Twenty-some years I started researching and writing the Anna Bortel Teacher stories. In 2011, ‘A’ is for Alaska: Teacher to the Territory was released. A month ago, January 2013, ‘A’ is for Anaktuvuk: Teacher to the Nunamiut Eskimos arrived on my doorstep.
Over the course of these writing years, I returned to the Alaska settings: To Tanana, Alaska a handful of times and Anaktuvuk Pass, Alaska once. I worked alongside Anna on countless occasions, both in Denver, CO and in Newberg, OR.
The books had starts and stops, fits, re-boots, and sudden-death.
I did not write with lightening speed of a creative muse. I plodded.
My desire was that the history of the moment be recorded and not lost, while at the same time, the reader turned the pages as if they were fiction.
Most books don’t just-happen.
Most books don’t happen over-night.
Most books don’t happen with a stroke of genius and “I couldn’t put down my pen.”
Most books are like slow and steady crock-pots.
I recently read these non-fiction narrative books:
Hunting Eichmann: How a Band of Survivors and a Young Spy Agency Chased Down the World’s Most Notorious Nazi by Neal Bascomb.
Issac’s Storm: A Man, a Time, and the Deadliest Hurricane in Historyby Erik Larson.
The Last Season by Eric Blehm.
These authors weren’t trying to giddily set a record for the fastest-book-written.
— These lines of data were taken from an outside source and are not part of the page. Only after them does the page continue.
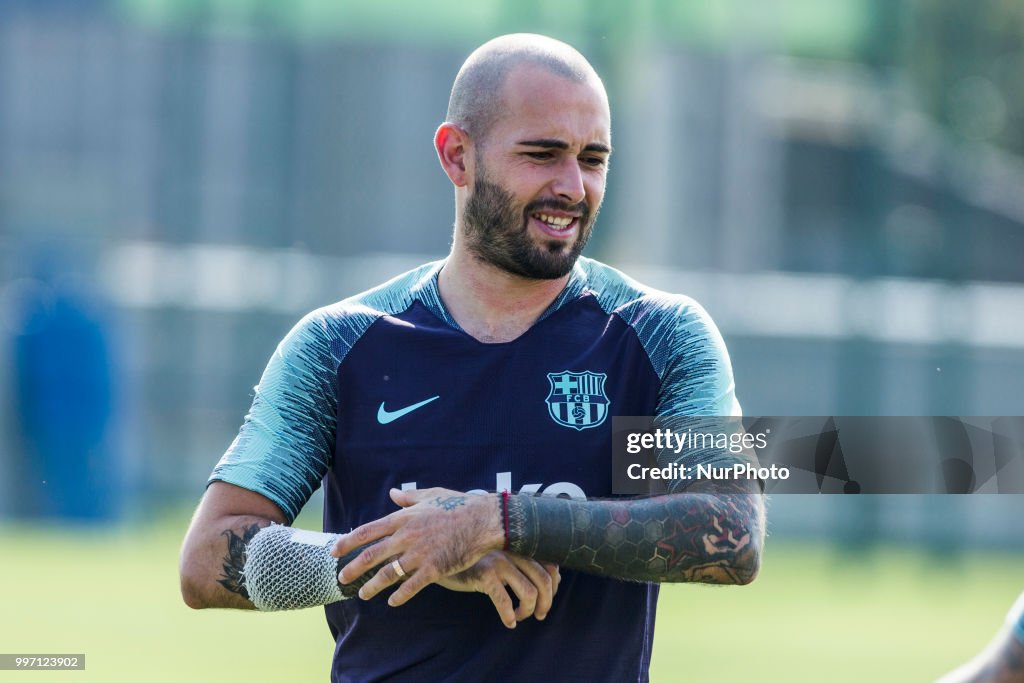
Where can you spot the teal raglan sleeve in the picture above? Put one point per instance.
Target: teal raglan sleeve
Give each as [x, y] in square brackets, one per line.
[696, 379]
[1015, 620]
[286, 443]
[697, 392]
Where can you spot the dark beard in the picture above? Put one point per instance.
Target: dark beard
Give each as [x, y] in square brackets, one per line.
[498, 235]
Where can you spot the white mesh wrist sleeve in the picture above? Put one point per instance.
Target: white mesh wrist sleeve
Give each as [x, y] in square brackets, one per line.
[289, 568]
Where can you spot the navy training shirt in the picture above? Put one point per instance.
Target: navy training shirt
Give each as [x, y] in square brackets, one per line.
[385, 390]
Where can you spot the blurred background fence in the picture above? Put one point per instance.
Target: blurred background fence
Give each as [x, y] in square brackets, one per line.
[841, 183]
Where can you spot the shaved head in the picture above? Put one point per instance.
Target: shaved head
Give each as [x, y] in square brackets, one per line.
[476, 96]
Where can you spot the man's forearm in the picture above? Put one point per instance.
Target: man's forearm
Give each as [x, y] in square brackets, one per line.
[713, 538]
[215, 574]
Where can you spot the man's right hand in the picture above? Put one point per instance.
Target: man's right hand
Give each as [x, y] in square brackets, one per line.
[535, 584]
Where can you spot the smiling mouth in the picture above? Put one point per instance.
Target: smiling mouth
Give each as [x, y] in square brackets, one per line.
[556, 225]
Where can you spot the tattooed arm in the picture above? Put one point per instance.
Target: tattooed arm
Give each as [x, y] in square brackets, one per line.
[215, 552]
[707, 536]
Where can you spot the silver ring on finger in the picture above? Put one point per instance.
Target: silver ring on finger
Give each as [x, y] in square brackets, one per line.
[396, 566]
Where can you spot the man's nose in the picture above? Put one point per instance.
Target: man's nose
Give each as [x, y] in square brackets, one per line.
[568, 183]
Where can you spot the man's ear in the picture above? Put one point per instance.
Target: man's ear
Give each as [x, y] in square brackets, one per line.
[453, 146]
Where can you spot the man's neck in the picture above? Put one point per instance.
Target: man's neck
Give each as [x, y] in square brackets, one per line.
[491, 304]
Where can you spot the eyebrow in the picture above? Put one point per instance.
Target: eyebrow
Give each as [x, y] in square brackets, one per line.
[562, 144]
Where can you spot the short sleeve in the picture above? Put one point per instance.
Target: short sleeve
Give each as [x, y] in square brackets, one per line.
[697, 378]
[286, 443]
[1015, 620]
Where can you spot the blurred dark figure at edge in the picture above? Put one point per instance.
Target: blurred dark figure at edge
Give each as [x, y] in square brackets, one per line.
[62, 396]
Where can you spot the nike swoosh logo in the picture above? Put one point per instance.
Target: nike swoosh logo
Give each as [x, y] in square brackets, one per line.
[385, 417]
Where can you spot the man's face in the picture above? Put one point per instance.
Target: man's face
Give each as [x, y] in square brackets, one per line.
[539, 177]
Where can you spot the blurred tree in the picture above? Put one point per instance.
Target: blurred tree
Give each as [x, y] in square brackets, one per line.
[966, 60]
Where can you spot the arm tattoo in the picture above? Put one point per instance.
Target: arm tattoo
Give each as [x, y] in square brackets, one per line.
[712, 538]
[450, 503]
[235, 560]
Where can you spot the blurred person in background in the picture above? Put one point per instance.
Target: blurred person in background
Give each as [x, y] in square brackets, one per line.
[499, 366]
[1003, 659]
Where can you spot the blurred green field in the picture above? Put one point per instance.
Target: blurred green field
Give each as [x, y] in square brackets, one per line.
[813, 614]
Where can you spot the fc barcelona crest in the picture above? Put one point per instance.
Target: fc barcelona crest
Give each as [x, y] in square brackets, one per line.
[578, 399]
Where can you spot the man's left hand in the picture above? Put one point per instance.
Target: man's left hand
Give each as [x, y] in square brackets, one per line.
[438, 532]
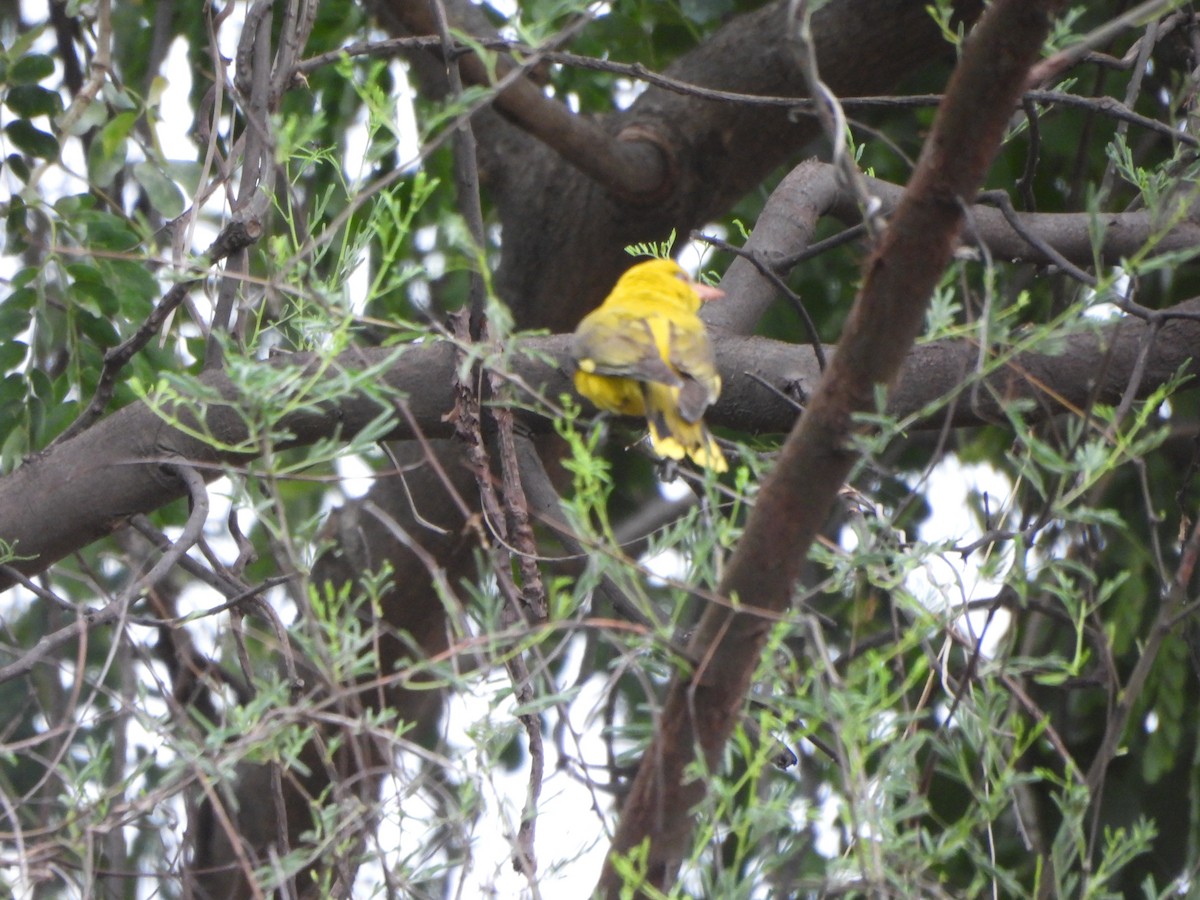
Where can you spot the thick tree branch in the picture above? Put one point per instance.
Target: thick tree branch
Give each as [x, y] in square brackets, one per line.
[702, 707]
[120, 467]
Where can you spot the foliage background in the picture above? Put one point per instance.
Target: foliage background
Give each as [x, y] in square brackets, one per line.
[227, 673]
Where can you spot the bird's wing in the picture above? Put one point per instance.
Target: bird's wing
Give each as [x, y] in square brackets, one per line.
[691, 354]
[623, 347]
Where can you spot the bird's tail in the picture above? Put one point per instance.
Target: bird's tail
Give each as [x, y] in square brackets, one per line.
[673, 437]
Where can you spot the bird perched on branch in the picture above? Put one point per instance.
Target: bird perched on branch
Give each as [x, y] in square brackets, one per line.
[645, 352]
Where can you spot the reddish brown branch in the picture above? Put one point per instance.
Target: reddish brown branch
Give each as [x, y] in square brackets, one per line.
[702, 709]
[114, 469]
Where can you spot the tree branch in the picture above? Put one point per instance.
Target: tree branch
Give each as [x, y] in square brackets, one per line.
[115, 469]
[702, 707]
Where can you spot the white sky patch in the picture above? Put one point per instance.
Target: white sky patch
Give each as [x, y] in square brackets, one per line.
[355, 475]
[571, 840]
[948, 581]
[175, 114]
[665, 565]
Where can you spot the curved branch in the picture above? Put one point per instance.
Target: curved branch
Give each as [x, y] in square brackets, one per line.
[119, 467]
[702, 707]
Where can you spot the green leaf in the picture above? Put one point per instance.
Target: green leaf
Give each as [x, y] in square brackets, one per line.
[30, 100]
[95, 297]
[165, 195]
[33, 141]
[702, 11]
[99, 329]
[16, 163]
[31, 69]
[15, 312]
[106, 156]
[12, 354]
[12, 390]
[133, 283]
[108, 232]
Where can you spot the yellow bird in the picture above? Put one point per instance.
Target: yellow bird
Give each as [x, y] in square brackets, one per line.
[645, 352]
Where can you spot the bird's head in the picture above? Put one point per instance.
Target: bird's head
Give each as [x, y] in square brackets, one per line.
[666, 280]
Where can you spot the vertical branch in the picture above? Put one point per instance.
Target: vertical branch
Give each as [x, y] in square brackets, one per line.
[703, 706]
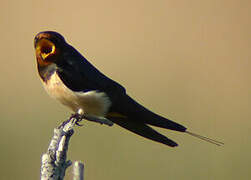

No. They soberly met the challenge of doing a technical climb up a “Mt. Everest” of research. They spent years of tedious and careful research gathering, sorting and sifting facts, minutia, observations, speculations, and conversations. Not only was their research done in archives, libraries, and offices with print, photos, and interviews, but at the physical locations of their stories – where they could feel, walk, smell what it was like for their characters.
As if the stories aren’t captivating enough, in the back of each book is a lengthy documentation of phrases, interviews, interaction, and tidbits that were painstakingly woven together in a sequence that makes their non-fiction read like fiction.
For the grand finale of their print and bound accomplishment , the authors don’t pound their chests and strut in pride; they offer up acknowledgement for the people who assisted them in their research and writing marathon; not only with materials, permissions, and editing; but most likely with cups of coffee, help with daily housekeeping tasks, neck rubs, and some atta-boys. Most likely they used any strutting energy to crawl to the finish line.
These authors are my role models and mentors. They are the ones whose feet I’d like to sit and learn.
Liz Kauffman said:
Having just finished “A” is for Anaktuk, I can really appreciate this post!
Thank you, Naomi, for telling Anna’s story!